Case ID: njl_63/html/0153-01.html
Source: Caselaw Access Project
Author: {"author": "Ludlow, J.", "license": "Public Domain", "url": "https://static.case.law/"}
Date Created: 2024-08-24T03:29:51.129683

THE STATE, NATHANIEL M. HANKINS, PROSECUTOR, v. JOHN A. MAUL ET AL.
    Submitted December 5, 1898
    Decided February 27, 1899.
    If the tenant in a proceeding for removal under the Landlord and Tenant . act appears, but does not demand proof of the jurisdictional facts, there is a failure to show cause why he should not be removed, and under the statute said facts were, prima faoie, established by the affidavit on file.
    On certiorari.
    
    Before Justices Ludlow and Collins.
    For the prosecutor, Louis H. Miller.
    
   The opinion of the court was delivered by

Ludlow, J.

This certiorari is brought to set aside proceedings under the Landlord and Tenant act (Gen. 8tat., p. 1914), instituted by Maul, as landlord, against Hankins, his tenant, for removal of said tenant because of his failure to pay rent due. These proceedings were had before a justice of the peace of Cumberland county, where the demised premises were situate. The return to the writ shows the affidavit of Maul, which clearly and fully states with accuracy all the jurisdictional facts necessary under said act to be satisfactorily proved, in order to authorize the justice of the peace to issue the summons to show cause as directed in said act.

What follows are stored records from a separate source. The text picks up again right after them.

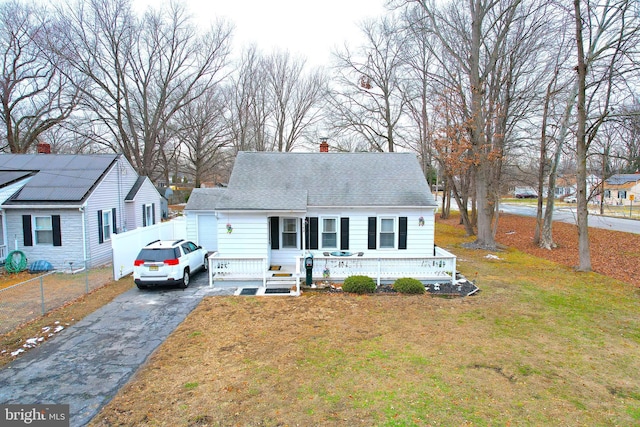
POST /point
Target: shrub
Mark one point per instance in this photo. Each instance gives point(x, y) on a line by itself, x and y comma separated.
point(408, 285)
point(359, 285)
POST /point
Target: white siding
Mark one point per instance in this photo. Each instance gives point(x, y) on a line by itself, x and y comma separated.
point(108, 194)
point(147, 195)
point(208, 231)
point(420, 239)
point(58, 256)
point(249, 238)
point(192, 225)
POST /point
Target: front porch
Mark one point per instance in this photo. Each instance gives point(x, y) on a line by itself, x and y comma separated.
point(266, 279)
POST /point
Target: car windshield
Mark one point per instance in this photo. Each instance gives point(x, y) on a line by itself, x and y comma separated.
point(158, 255)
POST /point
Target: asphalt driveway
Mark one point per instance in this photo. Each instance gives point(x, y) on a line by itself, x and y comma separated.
point(86, 364)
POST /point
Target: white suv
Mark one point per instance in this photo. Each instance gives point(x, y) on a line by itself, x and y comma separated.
point(168, 262)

The record of the proceedings of the justice in the case brought here with the certiorari shows the legal issue of said summons, its legal service, the appearance of the defendant tenant and the claimant landlord before said justice on the return day of the summons, with counsel respectively. The tenant defendant, by his counsel or otherwise, made no objection and raised no question as to the sufficiency of the proof of the jurisdictional facts as set forth in the affidavit on file, upon which these proceedings had been instituted, nor did the defendant require the claimant to prove any of the said jurisdictional facts in the case — the plaintiff landlord was sworn — the tenant defendant offered no testimony. The case, therefore, stood as proved, primet, fade, by the affidavits on file, on which the summons had been issued. The defendant tenant, without demanding proof of any jurisdictional facts, then moved to nonsuit on the ground that there was no proof that the said rent could not be made by distress of any goods, and further, that there is no proof before the court that the landlord served on the defendant a notice requiring him to pay the rent in arrears or surrender the property. These were jurisdictional facts and were, prima facie, established by the affidavit on file, and as the defendant tenant did not require proof of them, the justice properly overruled said motion and decided for plaintiff landlord, directing warrant, &e. Gen. Stat.,p. 1919, § 16. The defendant tenant made no attempt to show cause as required in the summons. Watson v. Idler, 25 Vroom 467, and Roberts v. McPherson, 33 Vroom 165, are in point and sustain the action of the justice.

The objection which was made as to the words “Small Cause Court,” endorsed on the summons, was as to an immaterial and merely formal matter and of no consequence. Bayles v. Newton, 21 Vroom 549.

The certiorari is dismissed, with costs.